The latest acceleration in the debt pile up was mainly from external borrowing, which pushed total outstanding foreign debt to Sh2.563 trillion as at the end of February.
Domestic debt, which is more current having included last month’s data, now stands at Sh2.448 trillion, making for a total Sh5.011 trillion.
Economists said a key concern is the ramping up of commercial debt while the proportion of cheaper multilateral debt continues to fall.
Kenya’s public debt has crossed the Sh5 trillion mark for the first time, shining the light on Treasury mandarins and renewing the protracted debate on the country’s ability to carry the load in the long term.
Official statistics show that the latest acceleration in the debt pile up was mainly from external borrowing, which pushed total outstanding foreign debt to Sh2.563 trillion as at the end of February.
Domestic debt, which is more current having included last month’s data, now stands at Sh2.448 trillion, making for a total Sh5.011 trillion.
The steep rise in debt means a looming increase in debt servicing obligations, including interest and principal repayments, whose ultimate impact is to increase recurrent expenditure and a squeeze on development spending.
Economists said a key concern is the ramping up of commercial debt while the proportion of cheaper multilateral debt continues to fall.
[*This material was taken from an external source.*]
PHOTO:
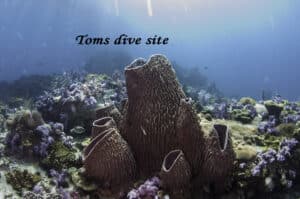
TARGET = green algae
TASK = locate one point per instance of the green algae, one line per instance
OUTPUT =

“Multilateral debt has been going down since 2014, even as bilateral and commercial debt continues to rise. Ordinarily, common sense demands that we should take more cheaper multilateral debt and reduce our exposure in the expensive commercial debt market,” said John Mutua, the programmes officer at the Institute of Economic Affairs.
Kenya’s multilateral debt stood at 54.7 per cent in 2014 but has now dropped to 44 per cent. Bilateral debt stood at 27 per cent but has slightly risen to 30 per cent while commercial debt is up from 0.6 to about 10 per cent of total public debt.
A major part of the increase in bilateral debt is Chinese-related, a large segment having been taken to finance the standard gauge railway.
“Carrying more commercial debt means interest payment will soon become our biggest challenge in public debt management. Kenya’s official policy is to go for concessional loans, but we haven’t managed that very well,” said Mr Mutua.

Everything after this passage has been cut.